A mechanic by trade, Tom Bissonnette has been part of the auto body repair business in his hometown of Saskatoon, Saskatchewan, since the 1980s. It was in 2000 that the opportunity arose to purchase Parr Auto Body, a company specializing/that specialized in auto collision repairs. While the business proved successful over the next 12 years, Bissonnette saw room for improvement. While he had first come across Jack Stack’s book, The Great Game of Business, back in 1998, it was a newly hired consultant who suggested in 2012 that he implement its best practices in his own business.
Parr Auto Body, which now has 20 employees, has already seen spectacular results. We caught up with Tom and his longtime office manager, Chelsea Stebner, who is now one of four other employee-owners in the company, to talk about their experience in playing The Game so far.
Q: What was holding your business back before you started playing the Game?
Tom Bissonnette: Our biggest problem was profitability. We felt like we had the right people, but we needed help to get the buy in to raise our profit margins and increase our bottom line.
Q: What was the constraint you were dealing with?
TB: We pay our employee’s straight time (hourly) instead of flat rate (piece work) like our competitors. About 90% of our business comes through our government insurance company, SGI, who sets the door rate at which we can charge so we’re kind of stuck; we can’t tell our customers to have more auto accidents or get the insurance company to pay us more. We’re in a tough business in that we cannot create sales but what we can control is costs.
Q: So how did you get started?
TB: My wife, Barb, Chelsea, and I went to the two-day seminar in Springfield. Then we had Great Game’s Rich (Armstrong, President) and Steve (Baker, Vice President) come up and help us with a financial literacy training. We also set a budget for the first year as part of a four-year plan. We started with a 7% profit margin with the goal of hitting 10% by 2015.
Q: How does that compare to your industry benchmarks?
Chelsea Stebner: The stats we have tell us it is in the 3% to 5% range.
Q. Was that something your technicians could wrap their heads around?
TB: When we started our financial literacy program, I asked the guys how much profit they thought we were making. They thought it was 30%. When they learned we were shooting to get it to 7%, I think they felt bad for me!
Q: Did you encounter any challenges as you got started?
TB: Ha! In March of that first year, we ended up having huge snow falls. Global warming doesn’t exist here in Saskatchewan. I got a bill from my snow removal guy for $4,000 for a single month. Then we had to replace a frame machine component for $3,000. Then our heating bill came to another $3,000. That was $10,000 in expenses we hadn’t budgeted for so while our sales numbers were tracking perfectly, we figured our profitability was ruined.
Q: How did your team react?
TB: Well, we laid out the numbers, explained the bills and showed the staff what was happening. Every one of them said, the deal is the deal. If we don’t hit our goals, then we wouldn’t pay a bonus.

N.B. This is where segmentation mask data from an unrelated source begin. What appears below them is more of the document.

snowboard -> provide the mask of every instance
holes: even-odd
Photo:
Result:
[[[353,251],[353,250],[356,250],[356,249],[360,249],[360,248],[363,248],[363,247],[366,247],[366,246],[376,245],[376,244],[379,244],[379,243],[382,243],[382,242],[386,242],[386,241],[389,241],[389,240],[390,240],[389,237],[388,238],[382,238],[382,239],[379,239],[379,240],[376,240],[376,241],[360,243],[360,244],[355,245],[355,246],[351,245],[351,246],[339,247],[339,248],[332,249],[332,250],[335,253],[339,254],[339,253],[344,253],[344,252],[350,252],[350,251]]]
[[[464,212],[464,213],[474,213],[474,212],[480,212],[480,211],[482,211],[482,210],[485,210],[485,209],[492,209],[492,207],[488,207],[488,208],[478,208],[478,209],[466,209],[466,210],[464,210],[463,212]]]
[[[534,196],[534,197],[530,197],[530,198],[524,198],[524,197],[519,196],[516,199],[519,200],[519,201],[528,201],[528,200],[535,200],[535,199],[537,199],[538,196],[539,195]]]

Q: How did things wind up?
TB: We missed that particular quarter bonus, but the team doubled down and worked hard enough to pay out $80,000 in bonuses for the remainder of the year.
Q: Wow – congratulations. That’s amazing. How did your second year go?
TB: We blew the doors off again. We raised the net profit mark by another 1% and we nailed it. We are once again at record sales and profitability with our net profit holding steady with a 2.6% increase. We are on track to pay out $70,000 in bonuses this year. The serendipity is that our employee turnover is absolutely at zero and our morale is at an all-time high.
Q: Given your success with opening your books, why do you think more business owners don’t embrace it?
TB: When I talk to friends who own shops and tell them what we did, they think it’s like being naked. They ask me, “Why share that with employees?” But what I try to explain is that I didn’t have anything to lose. By sharing more information, the buy-in is better, the understanding of how the business works is better, and it keeps them in the business longer. It creates a huge trust factor when someone feels like he or she is part of the equation. It’s not onerous to share information with employees, it’s liberating.
Q: What has the change been like for you, Chelsea?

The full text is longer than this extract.